Now that we have our baseline, the fun part begins. As you've seen throughout this section, preprocessing text data is a bit more challenging that working with more traditional data types because there's no clear-cut answer for exactly what sort of preprocessing we need to do. As we are preprocessing our text data, we need to make some decisions about things such as:

  • Do we remove stop words or not?
  • What should be counted as a token? Do we stem or lemmatize our text data, or leave the words as is? Do we want to include non-"words" in our tokens?
  • Do we engineer other features, such as bigrams, or POS tags, or Mutual Information Scores?
  • Do we use the entire vocabulary, or just limit the model to a subset of the most frequently used words? If so, how many?
  • What sort of vectorization should we use in our model? Boolean Vectorization? Count Vectorization? TF-IDF? More advanced vectorization strategies such as Word2Vec?

In this lab, we will work through the first four of these.

Removing Stopwords

Let's begin with the first question: do we remove stopwords or not?
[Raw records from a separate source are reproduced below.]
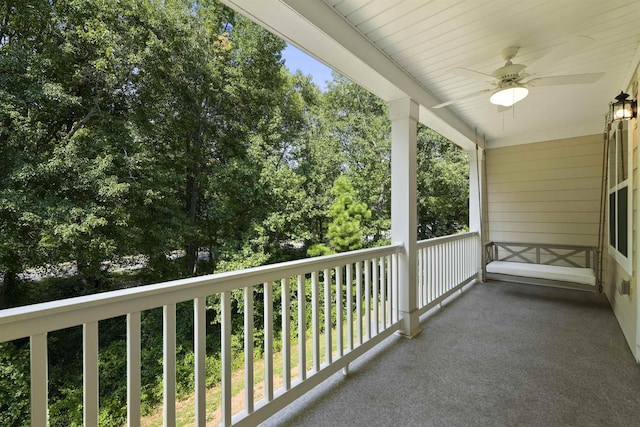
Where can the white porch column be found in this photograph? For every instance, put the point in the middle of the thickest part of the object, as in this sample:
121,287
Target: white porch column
403,114
476,199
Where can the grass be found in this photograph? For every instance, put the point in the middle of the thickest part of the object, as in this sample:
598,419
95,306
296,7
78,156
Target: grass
185,409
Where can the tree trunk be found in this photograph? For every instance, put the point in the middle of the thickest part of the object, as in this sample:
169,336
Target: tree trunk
9,283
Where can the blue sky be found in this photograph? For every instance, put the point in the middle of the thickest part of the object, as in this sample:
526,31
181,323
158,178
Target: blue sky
296,59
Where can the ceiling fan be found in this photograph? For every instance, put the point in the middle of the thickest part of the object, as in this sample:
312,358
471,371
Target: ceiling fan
510,81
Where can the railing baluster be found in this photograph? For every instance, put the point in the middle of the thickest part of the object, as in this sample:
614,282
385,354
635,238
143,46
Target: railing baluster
394,286
133,369
367,296
429,255
359,301
225,302
39,380
383,291
328,345
90,384
249,395
169,364
315,318
420,278
268,341
349,294
379,300
339,316
376,294
200,358
302,338
286,334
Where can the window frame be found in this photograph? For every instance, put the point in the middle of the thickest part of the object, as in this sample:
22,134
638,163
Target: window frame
618,135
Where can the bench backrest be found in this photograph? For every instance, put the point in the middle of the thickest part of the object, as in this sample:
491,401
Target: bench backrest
540,253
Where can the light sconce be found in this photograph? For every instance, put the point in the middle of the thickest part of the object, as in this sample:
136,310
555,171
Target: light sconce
622,108
507,95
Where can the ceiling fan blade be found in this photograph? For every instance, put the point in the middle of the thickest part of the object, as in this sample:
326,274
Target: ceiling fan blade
558,53
477,75
467,96
572,79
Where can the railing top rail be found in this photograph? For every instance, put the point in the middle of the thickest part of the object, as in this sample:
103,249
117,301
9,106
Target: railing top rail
34,319
439,240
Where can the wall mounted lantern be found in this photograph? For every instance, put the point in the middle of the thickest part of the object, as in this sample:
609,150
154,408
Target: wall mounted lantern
622,108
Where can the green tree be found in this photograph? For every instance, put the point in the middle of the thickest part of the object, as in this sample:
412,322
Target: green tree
443,186
358,121
346,213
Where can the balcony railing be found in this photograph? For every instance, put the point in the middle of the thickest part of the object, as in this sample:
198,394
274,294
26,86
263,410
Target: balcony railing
354,294
445,264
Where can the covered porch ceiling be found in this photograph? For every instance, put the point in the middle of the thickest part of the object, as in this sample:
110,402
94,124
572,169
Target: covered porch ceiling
407,48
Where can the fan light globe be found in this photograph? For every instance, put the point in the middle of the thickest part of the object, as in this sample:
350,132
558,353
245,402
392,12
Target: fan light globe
509,95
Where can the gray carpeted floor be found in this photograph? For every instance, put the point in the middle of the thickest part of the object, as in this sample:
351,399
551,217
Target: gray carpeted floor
502,354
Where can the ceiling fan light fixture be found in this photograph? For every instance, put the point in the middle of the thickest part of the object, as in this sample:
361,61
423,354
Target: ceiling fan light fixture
507,96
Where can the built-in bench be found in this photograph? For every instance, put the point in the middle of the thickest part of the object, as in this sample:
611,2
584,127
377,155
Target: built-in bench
565,266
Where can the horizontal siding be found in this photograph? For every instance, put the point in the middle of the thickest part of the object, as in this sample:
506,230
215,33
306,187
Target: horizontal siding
547,192
543,217
556,195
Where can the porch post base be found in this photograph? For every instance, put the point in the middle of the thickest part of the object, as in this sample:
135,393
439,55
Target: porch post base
410,326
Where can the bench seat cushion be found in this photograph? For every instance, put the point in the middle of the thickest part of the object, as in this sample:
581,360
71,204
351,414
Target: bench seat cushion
551,272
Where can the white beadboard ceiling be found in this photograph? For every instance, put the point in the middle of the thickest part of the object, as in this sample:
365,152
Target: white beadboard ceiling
408,47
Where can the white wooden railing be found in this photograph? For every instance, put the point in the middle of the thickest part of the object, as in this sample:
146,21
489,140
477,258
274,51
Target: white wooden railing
445,265
360,287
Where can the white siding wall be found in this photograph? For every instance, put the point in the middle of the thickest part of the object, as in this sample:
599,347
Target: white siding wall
546,192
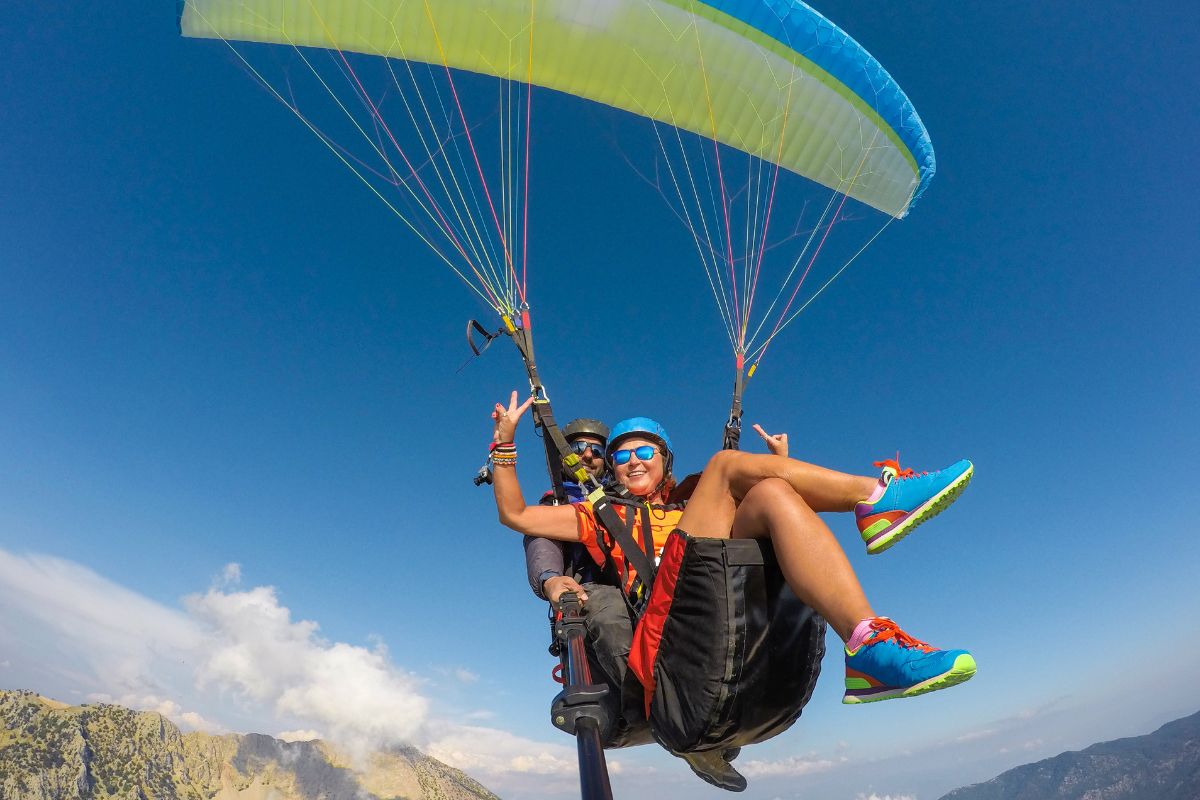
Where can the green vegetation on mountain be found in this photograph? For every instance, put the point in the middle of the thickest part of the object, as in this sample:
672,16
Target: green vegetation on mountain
52,751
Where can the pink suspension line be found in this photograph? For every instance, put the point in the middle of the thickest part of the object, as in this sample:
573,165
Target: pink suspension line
720,178
525,233
807,270
771,205
471,143
445,226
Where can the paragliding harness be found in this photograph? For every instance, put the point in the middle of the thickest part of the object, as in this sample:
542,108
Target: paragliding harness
727,655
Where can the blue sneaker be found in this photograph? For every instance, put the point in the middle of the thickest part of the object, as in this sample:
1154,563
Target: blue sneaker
892,663
909,500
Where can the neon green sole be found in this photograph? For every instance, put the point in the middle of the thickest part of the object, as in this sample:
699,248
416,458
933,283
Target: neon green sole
940,503
963,671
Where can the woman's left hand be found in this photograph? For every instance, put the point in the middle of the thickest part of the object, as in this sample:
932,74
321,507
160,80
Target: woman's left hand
777,443
507,417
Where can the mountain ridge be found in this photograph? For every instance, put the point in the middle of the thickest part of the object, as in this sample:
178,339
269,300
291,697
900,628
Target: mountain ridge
1159,765
54,751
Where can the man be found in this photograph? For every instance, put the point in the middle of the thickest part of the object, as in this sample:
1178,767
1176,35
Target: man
555,569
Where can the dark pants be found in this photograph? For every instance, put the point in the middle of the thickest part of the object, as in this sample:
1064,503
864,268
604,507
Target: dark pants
610,632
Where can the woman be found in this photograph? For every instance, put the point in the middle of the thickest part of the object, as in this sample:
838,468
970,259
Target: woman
745,495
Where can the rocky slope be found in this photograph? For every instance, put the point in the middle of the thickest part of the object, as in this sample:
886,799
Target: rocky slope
1162,765
53,751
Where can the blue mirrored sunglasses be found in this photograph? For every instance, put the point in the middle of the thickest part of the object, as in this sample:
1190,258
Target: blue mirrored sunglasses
580,447
646,452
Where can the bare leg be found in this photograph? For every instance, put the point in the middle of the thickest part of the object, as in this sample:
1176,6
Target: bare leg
730,475
813,563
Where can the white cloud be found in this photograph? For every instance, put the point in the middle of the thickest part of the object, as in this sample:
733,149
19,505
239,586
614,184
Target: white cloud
490,751
298,735
125,648
244,645
231,576
973,735
789,767
357,695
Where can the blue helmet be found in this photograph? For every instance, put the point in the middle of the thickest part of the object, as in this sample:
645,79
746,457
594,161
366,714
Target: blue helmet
645,427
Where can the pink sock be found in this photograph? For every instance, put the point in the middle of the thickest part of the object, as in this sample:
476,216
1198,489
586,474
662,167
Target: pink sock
861,632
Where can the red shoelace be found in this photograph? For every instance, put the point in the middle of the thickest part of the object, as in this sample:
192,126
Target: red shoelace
886,629
894,463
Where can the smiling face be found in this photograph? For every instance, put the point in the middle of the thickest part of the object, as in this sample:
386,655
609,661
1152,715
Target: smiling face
641,477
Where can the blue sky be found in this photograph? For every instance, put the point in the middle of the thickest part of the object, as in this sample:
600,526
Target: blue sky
216,348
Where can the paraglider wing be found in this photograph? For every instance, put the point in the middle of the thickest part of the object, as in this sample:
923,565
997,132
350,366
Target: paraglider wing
772,78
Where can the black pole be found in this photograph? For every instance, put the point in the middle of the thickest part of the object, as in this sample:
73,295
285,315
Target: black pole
733,427
577,709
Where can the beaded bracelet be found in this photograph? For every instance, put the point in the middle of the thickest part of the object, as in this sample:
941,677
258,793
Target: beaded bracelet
504,453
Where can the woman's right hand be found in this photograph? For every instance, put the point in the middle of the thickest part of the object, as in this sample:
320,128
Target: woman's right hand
777,443
559,585
507,419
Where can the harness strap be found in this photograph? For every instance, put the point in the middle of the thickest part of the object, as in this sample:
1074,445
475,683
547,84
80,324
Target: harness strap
474,326
637,555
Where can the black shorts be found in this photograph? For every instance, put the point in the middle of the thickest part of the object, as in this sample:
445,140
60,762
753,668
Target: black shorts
726,654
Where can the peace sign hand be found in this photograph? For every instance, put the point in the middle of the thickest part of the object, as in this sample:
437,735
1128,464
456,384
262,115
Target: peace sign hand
507,417
777,443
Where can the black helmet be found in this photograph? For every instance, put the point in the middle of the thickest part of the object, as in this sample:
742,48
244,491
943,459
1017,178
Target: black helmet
586,427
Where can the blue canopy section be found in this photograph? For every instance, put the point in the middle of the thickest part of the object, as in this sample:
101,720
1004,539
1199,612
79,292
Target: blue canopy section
807,31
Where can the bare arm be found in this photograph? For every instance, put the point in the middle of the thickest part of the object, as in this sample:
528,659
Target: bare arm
549,522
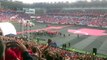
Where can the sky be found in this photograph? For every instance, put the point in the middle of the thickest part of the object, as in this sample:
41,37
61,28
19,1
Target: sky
36,1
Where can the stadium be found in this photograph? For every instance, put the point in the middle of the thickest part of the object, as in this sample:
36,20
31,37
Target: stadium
53,31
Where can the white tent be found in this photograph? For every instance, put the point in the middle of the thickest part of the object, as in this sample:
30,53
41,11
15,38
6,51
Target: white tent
7,28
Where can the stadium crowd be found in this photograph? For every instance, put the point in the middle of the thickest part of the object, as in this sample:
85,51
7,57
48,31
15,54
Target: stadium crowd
13,48
87,17
8,15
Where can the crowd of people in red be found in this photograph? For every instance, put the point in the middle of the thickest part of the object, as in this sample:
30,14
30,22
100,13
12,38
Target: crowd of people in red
8,15
87,17
12,48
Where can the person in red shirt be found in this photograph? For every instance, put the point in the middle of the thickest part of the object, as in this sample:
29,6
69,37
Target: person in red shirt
10,55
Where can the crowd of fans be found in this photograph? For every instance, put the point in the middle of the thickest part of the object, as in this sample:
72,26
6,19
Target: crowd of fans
89,18
13,48
8,15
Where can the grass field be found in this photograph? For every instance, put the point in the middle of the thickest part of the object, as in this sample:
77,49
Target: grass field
84,42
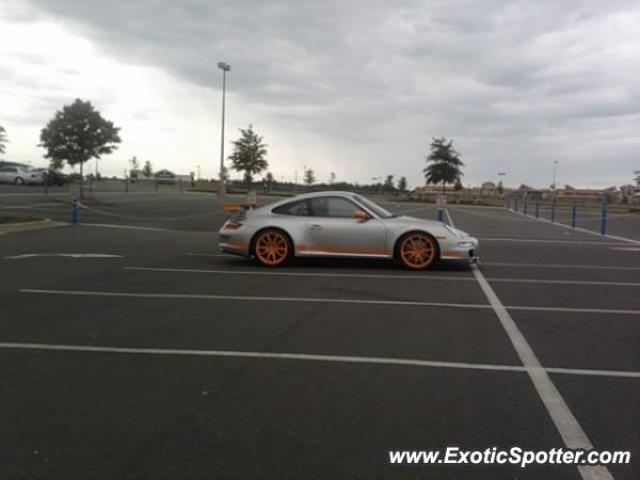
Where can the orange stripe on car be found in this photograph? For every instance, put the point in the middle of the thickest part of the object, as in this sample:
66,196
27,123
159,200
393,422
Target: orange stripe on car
325,249
239,246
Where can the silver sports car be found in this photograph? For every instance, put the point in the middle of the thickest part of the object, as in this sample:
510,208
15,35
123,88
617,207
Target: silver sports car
341,224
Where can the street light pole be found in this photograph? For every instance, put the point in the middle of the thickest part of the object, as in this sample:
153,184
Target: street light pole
225,67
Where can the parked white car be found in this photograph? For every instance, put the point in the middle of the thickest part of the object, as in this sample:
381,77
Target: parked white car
20,175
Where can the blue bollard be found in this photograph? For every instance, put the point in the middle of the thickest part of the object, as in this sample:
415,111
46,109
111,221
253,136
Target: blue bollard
75,212
603,225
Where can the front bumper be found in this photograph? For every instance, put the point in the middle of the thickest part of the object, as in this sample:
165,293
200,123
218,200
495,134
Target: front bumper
227,244
464,249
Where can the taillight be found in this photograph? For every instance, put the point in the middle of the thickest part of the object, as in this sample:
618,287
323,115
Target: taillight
231,225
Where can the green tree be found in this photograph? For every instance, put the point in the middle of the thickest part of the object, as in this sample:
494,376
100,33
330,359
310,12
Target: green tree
443,163
76,134
388,184
268,180
3,139
147,170
249,154
309,177
135,167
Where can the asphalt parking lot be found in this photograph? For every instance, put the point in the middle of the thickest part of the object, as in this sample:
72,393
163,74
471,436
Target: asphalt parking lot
157,357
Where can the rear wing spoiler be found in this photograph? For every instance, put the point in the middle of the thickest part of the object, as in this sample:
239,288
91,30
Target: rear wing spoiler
232,208
237,211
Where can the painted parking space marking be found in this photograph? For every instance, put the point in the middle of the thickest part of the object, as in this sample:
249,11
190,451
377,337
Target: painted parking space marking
187,296
407,303
68,255
559,265
408,362
538,240
419,276
570,430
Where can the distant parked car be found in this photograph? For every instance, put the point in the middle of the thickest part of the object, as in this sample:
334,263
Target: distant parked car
20,175
54,177
165,176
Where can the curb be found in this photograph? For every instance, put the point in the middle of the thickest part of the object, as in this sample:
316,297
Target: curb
29,226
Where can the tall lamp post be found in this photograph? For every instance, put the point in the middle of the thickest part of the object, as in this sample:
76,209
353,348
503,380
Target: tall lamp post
555,171
225,67
500,176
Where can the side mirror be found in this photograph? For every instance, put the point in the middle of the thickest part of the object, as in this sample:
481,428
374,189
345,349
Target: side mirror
361,215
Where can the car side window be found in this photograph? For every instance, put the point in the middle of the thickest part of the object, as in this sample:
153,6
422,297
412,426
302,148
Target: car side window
299,208
334,207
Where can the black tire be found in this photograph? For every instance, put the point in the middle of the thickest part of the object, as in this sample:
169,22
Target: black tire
272,247
426,260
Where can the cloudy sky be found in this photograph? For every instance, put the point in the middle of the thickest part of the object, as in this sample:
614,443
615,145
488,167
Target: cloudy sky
357,87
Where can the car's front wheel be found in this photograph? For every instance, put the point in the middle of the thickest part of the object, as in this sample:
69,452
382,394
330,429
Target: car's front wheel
272,248
417,251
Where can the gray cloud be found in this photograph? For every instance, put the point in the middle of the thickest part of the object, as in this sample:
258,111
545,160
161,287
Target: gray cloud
514,83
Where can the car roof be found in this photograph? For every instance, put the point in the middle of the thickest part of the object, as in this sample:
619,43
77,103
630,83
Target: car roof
305,196
330,193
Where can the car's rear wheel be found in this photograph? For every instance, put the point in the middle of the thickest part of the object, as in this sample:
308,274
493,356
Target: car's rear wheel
272,247
417,251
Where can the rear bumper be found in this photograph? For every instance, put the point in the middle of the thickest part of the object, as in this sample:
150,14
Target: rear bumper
227,244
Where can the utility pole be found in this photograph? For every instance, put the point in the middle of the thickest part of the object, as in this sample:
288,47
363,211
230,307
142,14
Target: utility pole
225,67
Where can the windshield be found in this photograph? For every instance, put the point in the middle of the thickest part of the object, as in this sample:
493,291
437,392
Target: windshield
374,207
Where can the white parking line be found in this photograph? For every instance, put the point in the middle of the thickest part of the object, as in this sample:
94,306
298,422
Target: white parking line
570,430
377,276
69,255
559,265
578,229
408,362
245,298
250,298
539,240
126,227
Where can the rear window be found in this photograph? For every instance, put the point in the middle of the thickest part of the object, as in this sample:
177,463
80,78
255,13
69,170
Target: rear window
299,208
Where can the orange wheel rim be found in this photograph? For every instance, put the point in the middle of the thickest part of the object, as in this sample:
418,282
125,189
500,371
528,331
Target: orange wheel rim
272,248
417,251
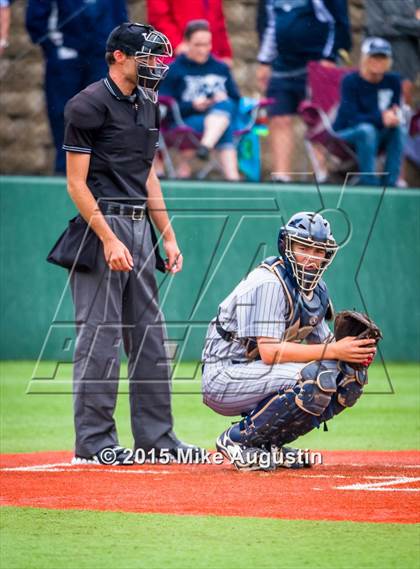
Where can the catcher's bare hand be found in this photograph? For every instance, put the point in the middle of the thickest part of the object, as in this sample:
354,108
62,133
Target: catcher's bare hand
352,349
117,256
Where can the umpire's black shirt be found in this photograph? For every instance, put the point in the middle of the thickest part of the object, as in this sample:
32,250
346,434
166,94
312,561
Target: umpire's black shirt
119,132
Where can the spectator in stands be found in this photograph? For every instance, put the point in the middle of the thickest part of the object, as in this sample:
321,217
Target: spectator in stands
207,96
293,32
172,17
399,23
4,25
369,115
72,35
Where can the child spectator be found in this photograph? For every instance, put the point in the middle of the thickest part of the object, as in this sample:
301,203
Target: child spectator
369,115
292,33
In general we assume that stopwords do not contain useful information, but that is not always the case. Let's empirically investigate the top word frequencies of each category to see whether removing stopwords helps us to distinguish between the catogories.

As-is, recall that the raw word frequency distributions of 4 out of 5 categories look very similar. They start with the as the word with by far the highest frequency, then there is a downward slope of other common words, starting with to. The misc.forsale category looks a little different, but it still has the as the top token.

If we remove stopwords, how does this change the frequency distributions for each category?

Stopwords List

Once again, NLTK has a useful tool for this task. You can just import a list of standard stopwords:

# Run this cell without changes
import nltk
nltk.download('stopwords', quiet=True)
from nltk.corpus import stopwords

stopwords_list = stopwords.words('english')
stopwords_list[:20]

We can customize that list as well.

Let's say that we want to keep the word "for" in our final vocabulary, since it appears disproportionately often in the misc.forsale category. The code below removes that from the stopwords:

# Run this cell without changes
print("Original list length:", len(stopwords_list))
stopwords_list.pop(stopwords_list.index("for"))
print("List length after removing 'for':", len(stopwords_list))

In the cell below, write a function remove_stopwords that takes in a list-like collection of strings (tokens) and returns only those that are not in the list of stopwords. (Use the stopwords_list in the global scope, so that we can later use .apply with this function.)

# Replace None with appropriate code
def remove_stopwords(token_list):
    """
    Given a list of tokens, return a list where the tokens
    that are also present in stopwords_list have been
    removed
    """
    None

Test it out on one example:

# Run this cell without changes
tokens_example = X_train.iloc[100]["text_tokenized"]
print("Length with stopwords:", len(tokens_example))
assert len(tokens_example) == 110

tokens_example_without_stopwords = remove_stopwords(tokens_example)
print("Length without stopwords:", len(tokens_example_without_stopwords))
assert len(tokens_example_without_stopwords) == 65

If that ran successfully, go ahead and apply it to the full X_train.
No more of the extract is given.